蒙 → 遯
Hexagram 4: Youthful Folly → Hexagram 33: Retreat
Changing Lines
This transformation involves 4 changing lines (lines 2, 3, 4, 5).
Line 2
九二 包蒙吉。納婦吉。子克家。
Nine in the second place means: To bear with fools in kindliness brings good fortune. To know how to take women Brings good fortune. The son is capable of taking charge of the household.
Line 3
六三 勿用取女。見金夫。不有躬。无攸利。
Six in the third place means: Take not a maiden who, when she sees a man of bronze, Loses possession of herself. Nothing furthers.
Line 4
六四 困蒙。吝。
Six in the fourth place means: Entangled folly bring humiliation.
Line 5
六五 童蒙。吉。
Six in the fifth place means: Childlike folly brings good fortune.
Trigram Changes
Yilin Verse
至德之君,仁政且溫。伊呂股肱,國富民安。
A lord of utmost virtue; his benevolent government is also warm. Yi Yin and Lü Shang as his arms and legs; the state is rich, the people at ease.
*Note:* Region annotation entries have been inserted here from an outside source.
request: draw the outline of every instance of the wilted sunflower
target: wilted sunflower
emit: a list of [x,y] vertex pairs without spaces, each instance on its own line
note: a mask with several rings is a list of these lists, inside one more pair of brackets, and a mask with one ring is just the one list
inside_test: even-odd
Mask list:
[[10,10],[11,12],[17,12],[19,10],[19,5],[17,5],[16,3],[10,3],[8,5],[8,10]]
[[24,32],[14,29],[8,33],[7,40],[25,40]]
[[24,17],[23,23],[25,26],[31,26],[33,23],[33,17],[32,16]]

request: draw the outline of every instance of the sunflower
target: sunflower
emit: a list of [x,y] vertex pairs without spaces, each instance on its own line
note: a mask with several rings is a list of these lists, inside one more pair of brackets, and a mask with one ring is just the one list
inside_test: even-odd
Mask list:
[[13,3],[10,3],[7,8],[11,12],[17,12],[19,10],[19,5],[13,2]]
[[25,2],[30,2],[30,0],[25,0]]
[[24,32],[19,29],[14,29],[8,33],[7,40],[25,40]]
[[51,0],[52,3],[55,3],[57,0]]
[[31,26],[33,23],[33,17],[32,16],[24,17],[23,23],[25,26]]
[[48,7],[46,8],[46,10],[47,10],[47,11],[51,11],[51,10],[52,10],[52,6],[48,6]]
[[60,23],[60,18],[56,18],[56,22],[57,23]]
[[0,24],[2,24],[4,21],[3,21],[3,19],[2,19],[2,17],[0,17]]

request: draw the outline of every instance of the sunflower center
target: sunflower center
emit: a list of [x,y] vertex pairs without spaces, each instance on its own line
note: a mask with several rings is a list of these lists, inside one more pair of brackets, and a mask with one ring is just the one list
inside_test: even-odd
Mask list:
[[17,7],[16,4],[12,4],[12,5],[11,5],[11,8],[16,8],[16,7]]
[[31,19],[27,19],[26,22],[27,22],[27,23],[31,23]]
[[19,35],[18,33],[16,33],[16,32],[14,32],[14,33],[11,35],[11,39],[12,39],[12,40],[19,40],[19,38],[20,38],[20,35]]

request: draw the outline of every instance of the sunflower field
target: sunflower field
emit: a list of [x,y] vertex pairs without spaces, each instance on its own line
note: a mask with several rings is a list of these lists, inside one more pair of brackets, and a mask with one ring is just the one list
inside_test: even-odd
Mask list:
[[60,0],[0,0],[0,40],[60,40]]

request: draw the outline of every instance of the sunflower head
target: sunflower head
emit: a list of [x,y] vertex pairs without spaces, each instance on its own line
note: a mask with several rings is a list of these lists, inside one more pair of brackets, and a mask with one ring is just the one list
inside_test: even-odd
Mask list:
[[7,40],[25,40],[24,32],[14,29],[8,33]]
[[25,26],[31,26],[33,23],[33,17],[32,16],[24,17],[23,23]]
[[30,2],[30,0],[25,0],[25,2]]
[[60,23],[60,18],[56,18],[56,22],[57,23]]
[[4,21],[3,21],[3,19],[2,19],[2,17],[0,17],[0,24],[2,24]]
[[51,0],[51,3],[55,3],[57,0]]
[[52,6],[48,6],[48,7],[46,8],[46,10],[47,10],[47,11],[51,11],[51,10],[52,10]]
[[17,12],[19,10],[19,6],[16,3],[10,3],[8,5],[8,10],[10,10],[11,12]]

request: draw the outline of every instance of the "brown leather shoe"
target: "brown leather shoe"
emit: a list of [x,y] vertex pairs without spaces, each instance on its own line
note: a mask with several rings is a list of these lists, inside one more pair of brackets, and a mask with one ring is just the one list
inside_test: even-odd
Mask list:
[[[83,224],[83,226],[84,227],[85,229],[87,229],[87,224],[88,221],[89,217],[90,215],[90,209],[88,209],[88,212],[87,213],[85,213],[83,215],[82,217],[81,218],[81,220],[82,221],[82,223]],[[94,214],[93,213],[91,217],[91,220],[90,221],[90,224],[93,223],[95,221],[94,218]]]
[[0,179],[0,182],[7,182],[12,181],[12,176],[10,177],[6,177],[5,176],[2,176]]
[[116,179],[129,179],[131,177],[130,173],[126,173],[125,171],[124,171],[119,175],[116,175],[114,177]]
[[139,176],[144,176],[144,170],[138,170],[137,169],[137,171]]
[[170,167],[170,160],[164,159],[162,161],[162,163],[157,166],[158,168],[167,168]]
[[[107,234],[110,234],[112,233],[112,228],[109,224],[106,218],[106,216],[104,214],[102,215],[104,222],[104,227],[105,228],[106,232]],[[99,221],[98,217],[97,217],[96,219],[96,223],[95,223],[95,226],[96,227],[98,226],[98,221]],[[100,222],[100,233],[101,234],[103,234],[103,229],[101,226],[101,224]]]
— Jiao Yanshou, Yilin (Forest of Changes), 1st century BCE
Commentary
A spring beneath the mountain flows under the governance of a perfectly virtuous lord. This ruler of supreme virtue governs with benevolence and warmth. Yi Yin and Lu Shang serve as his arms and legs — the sage ministers who respectively founded the Shang and Zhou dynasties now stand as archetypes of loyal counsel. The state grows rich, the people secure. From Youthful Folly to Retreat, the pairing seems paradoxical: why would ideal governance lead to withdrawal? Because the wise ruler, having established perfect order, knows when to step back. Heaven above the mountain distances itself from pettiness; the gentleman retreats from lesser influences not in weakness but from strength. True authority withdraws so that virtue can govern in its place.